March 31, 2009
Attorneys for an Omaha man who said he was sickened after eating contaminated alfalfa sprouts have filed a lawsuit against a local company health officials have tied to a multistate salmonella outbreak.
Stephen Beumler, 48, said he became ill after eating alfalfa sprouts March 1. Days later, his doctor confirmed he had been infected with the salmonella St. Paul strain, according to his lawsuit filed Tuesday in Douglas County District Court.
He is suing CW Sprouts, Inc., whose SunSprout products were linked to the outbreak in Nebraska, Iowa, Kansas, Colorado and South Dakota. The lawsuit cites more than 121 cases confirmed in those states in February and March.

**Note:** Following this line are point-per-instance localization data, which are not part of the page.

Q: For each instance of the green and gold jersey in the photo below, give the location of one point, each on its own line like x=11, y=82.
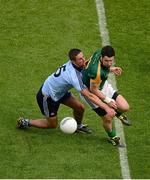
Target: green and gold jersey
x=95, y=71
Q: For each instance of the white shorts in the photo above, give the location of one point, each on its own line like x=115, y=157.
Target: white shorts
x=107, y=90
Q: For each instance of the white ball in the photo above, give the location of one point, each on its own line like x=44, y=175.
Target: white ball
x=68, y=125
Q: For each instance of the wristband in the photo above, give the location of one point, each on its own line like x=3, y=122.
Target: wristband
x=107, y=100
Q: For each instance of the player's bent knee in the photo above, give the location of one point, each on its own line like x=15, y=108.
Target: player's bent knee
x=125, y=108
x=80, y=108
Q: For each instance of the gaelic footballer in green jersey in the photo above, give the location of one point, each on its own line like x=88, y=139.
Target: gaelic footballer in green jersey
x=95, y=78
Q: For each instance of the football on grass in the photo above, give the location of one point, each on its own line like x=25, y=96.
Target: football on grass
x=68, y=125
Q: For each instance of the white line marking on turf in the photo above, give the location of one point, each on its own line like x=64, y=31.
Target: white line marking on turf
x=119, y=127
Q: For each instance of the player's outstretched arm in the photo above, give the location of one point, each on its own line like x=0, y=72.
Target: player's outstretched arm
x=116, y=70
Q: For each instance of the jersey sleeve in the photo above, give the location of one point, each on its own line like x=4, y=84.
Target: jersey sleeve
x=77, y=81
x=93, y=67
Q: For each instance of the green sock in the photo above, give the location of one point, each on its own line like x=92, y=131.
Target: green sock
x=112, y=133
x=118, y=113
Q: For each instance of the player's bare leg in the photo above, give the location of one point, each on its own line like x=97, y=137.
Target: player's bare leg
x=78, y=113
x=108, y=126
x=123, y=106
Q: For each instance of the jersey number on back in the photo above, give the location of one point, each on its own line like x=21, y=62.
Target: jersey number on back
x=59, y=70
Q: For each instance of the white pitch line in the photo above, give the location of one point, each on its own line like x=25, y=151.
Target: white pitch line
x=119, y=127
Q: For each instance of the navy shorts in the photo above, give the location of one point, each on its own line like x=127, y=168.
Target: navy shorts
x=47, y=105
x=102, y=112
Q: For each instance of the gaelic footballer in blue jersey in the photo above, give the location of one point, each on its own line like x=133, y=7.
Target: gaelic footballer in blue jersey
x=55, y=91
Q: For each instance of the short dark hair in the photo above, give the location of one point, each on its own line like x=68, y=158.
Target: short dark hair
x=73, y=53
x=108, y=51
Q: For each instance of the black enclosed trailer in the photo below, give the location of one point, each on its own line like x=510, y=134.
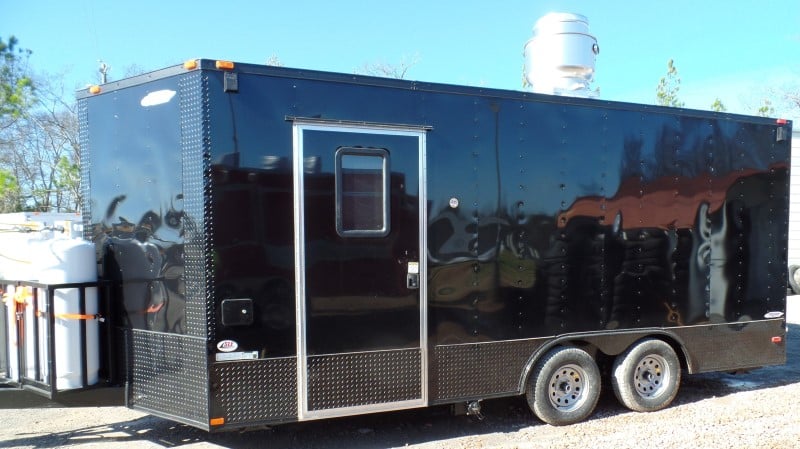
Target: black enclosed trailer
x=288, y=245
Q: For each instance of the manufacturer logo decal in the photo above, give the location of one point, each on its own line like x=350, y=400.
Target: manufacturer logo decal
x=227, y=346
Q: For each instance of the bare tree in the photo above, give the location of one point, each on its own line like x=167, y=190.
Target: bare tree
x=40, y=153
x=387, y=70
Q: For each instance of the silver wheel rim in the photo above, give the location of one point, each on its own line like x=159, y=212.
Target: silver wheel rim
x=566, y=387
x=652, y=376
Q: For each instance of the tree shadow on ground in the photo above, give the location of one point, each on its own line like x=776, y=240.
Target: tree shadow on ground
x=397, y=429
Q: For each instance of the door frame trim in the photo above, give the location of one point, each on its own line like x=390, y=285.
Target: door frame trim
x=300, y=125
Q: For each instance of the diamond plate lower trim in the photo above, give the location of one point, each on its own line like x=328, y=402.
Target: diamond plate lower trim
x=170, y=375
x=479, y=369
x=256, y=391
x=365, y=378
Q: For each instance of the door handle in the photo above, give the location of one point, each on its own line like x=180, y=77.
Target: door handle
x=412, y=277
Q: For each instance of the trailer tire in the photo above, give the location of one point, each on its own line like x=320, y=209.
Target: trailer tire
x=646, y=377
x=794, y=279
x=564, y=386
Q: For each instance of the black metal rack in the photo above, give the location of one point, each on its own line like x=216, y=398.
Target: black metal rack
x=47, y=387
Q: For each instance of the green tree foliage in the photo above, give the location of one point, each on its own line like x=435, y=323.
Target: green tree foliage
x=39, y=152
x=16, y=87
x=668, y=87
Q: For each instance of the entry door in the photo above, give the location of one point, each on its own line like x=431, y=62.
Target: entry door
x=360, y=268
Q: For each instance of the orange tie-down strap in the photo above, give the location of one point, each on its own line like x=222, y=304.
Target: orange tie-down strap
x=78, y=316
x=22, y=295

In his lawsuit, he says the company failed to properly monitor safety and sanitary conditions of its facilities and more generally failed to prevent the spread of salmonella bacteria in its products.
Beumler is represented by Seattle food safety law firm Marler Clark and Omaha's Ausman Law Firm.
CW Sprouts has defended its products, which were distributed to grocery stores and restaurants.
When reached Tuesday, a company spokesman who hadn't yet seen the lawsuit declined to comment.
The Nebraska Department of Health and Human Services last updated the number of confirmed cases in the state on March 23, saying then there were 84 cases. Another 15 cases were called probable.
As of March 26, the Iowa Department of Public Health confirmed 32 related cases.
In early March, the company agreed to recall its alfalfa and onion sprouts as a precaution. But company officials said they believe their safety practices, which include testing for salmonella, would have caught any tainted sprouts.
The company has since resumed distribution of its products.
Salmonella poisoning can cause diarrhea, fever, dehydration, abdominal pain and vomiting.
Health officials say preventative measures include washing produce and cooking eggs and meat until done.